Mom and family programs waver when parents may need them most as WECHU pivots amid pandemic
CBC
Limited resources during the pandemic have forced the Windsor-Essex County Health Unit to offer less supports for new moms and families over the past two years.
Redeploying staff to fight off COVID-19, whether it be for case and contact management or mass vaccination clinics, has meant pulling resources from other programs the Windsor-Essex County Health Unit (WECHU) offers.

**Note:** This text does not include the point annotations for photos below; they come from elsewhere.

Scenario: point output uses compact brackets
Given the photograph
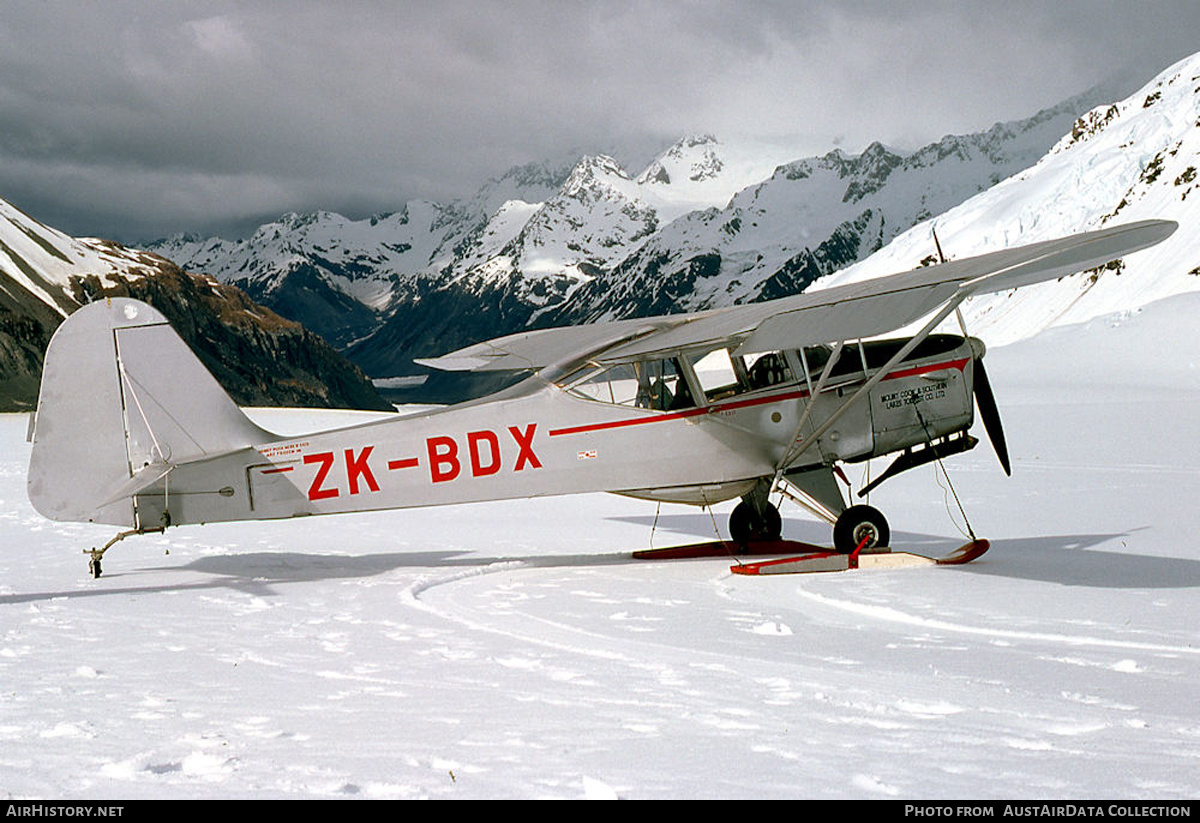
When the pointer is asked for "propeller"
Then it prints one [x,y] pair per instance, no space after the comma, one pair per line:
[990,415]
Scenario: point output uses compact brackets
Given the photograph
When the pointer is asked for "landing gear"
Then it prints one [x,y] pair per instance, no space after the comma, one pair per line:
[748,523]
[858,524]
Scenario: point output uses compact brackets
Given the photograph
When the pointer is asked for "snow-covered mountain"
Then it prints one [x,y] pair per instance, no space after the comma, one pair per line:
[259,356]
[561,244]
[1134,160]
[703,224]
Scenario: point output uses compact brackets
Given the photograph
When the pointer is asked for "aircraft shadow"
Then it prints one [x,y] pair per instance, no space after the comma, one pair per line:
[1062,559]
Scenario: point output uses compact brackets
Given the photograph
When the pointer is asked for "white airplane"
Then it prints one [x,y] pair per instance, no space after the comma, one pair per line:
[132,431]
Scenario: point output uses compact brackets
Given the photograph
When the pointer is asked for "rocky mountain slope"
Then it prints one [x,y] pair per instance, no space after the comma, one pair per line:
[261,358]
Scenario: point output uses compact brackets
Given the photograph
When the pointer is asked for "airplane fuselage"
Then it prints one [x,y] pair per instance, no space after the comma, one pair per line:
[543,438]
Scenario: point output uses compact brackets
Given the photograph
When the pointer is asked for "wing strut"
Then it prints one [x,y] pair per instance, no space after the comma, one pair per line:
[795,451]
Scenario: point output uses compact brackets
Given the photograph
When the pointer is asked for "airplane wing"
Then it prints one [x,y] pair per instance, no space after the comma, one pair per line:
[843,312]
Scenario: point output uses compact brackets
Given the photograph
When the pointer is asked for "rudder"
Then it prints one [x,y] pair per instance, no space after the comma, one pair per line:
[123,402]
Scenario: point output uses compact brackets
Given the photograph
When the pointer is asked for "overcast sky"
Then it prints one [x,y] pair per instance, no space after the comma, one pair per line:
[138,119]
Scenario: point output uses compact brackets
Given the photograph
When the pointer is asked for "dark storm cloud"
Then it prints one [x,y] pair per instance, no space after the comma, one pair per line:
[136,119]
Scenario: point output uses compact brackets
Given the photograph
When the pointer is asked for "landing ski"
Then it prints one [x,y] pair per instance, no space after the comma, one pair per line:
[828,560]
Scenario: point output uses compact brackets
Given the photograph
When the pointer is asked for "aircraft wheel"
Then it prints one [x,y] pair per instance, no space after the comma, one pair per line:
[747,524]
[858,523]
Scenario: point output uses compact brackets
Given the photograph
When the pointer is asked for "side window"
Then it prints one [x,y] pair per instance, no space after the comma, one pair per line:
[616,384]
[655,384]
[768,370]
[663,386]
[719,374]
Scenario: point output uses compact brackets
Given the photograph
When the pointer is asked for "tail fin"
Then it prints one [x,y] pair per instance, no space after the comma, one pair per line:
[123,402]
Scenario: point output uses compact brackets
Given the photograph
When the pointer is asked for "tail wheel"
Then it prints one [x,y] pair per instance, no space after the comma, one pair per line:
[859,523]
[747,523]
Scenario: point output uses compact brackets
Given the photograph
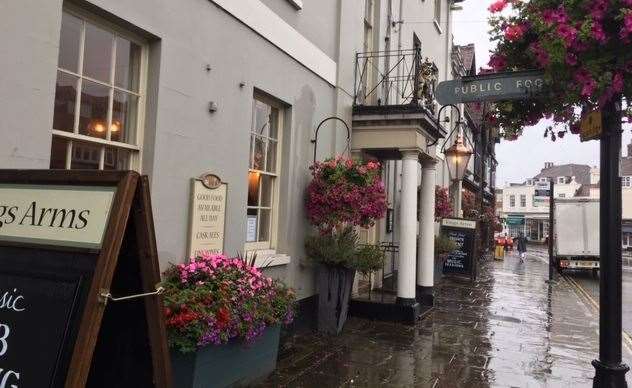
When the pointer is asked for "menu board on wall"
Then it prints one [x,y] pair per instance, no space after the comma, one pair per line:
[207,215]
[463,233]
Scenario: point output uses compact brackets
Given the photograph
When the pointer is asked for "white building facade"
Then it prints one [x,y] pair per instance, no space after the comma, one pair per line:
[234,88]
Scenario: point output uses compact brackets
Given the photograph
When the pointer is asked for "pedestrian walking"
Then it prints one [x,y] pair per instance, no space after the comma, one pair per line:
[522,246]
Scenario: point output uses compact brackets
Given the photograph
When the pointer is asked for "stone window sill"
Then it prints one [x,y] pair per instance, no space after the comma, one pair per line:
[270,258]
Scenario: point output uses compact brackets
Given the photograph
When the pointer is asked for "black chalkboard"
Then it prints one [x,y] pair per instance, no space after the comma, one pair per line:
[462,260]
[35,310]
[58,327]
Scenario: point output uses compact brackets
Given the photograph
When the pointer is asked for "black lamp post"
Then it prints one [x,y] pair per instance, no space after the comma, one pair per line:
[609,369]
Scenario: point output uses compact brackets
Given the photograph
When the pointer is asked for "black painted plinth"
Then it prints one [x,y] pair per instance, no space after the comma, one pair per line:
[609,376]
[425,295]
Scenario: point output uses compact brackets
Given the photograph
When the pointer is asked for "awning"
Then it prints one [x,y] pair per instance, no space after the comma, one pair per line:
[515,220]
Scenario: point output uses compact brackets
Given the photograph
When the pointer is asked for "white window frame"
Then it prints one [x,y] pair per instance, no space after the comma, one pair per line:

And according to WECHU CEO Nicole Dupuis, one area that has gone through significant "ebbs and flows" has been the Healthy Families Unit.
According to the health unit's website, the department offers the Healthy Babies Healthy Children and Reproductive and Early Child Health programs, which support women during the pre-natal stages and as their child grows.
They also have a Child Health team that offers services including breastfeeding support, developmental and nutritional screening clinics and parenting workshops.
Before COVID-19, the unit had 40 staff members, Dupuis told CBC News in an interview.
But at one point during the pandemic, she said it dropped to as low as four staff members as nurses were pulled to fill other duties.
"Anecdotally, we certainly know the parents we are connecting with and able to talk to are dealing with ... bigger concerns certainly and a lot more vulnerability than they were prior to the pandemic," she said.
"[Staff in the unit were] trying to just really answer calls from parents and new mothers, certainly expecting parents ... and try to navigate them to the right information."
Dupuis said they've slowly been trying to build back the unit's capacity.
With it's breastfeeding programs, Dupuis said they preserved what they could, but still the health unit went from having three lactation consultants to one. Despite seeing breastfeeding as a "really important need" in the community, Dupuis said they aren't delivering that service in the "scope that we once did."
She added that outreach and education were really scaled back and breastfeeding clinics haven't been taking place.
When pandemic measures eased, Dupuis said they did schedule one-on-one consultations with moms.
Dupuis said they won't truly know the impact the loss of these services has had until the pandemic is under control, but new mom Meetty Abraham experienced it firsthand.
Abraham became a first-time mom days before the pandemic hit in March 2020. As a recent immigrant, Abraham said she doesn't have any family nearby and knew she would need support.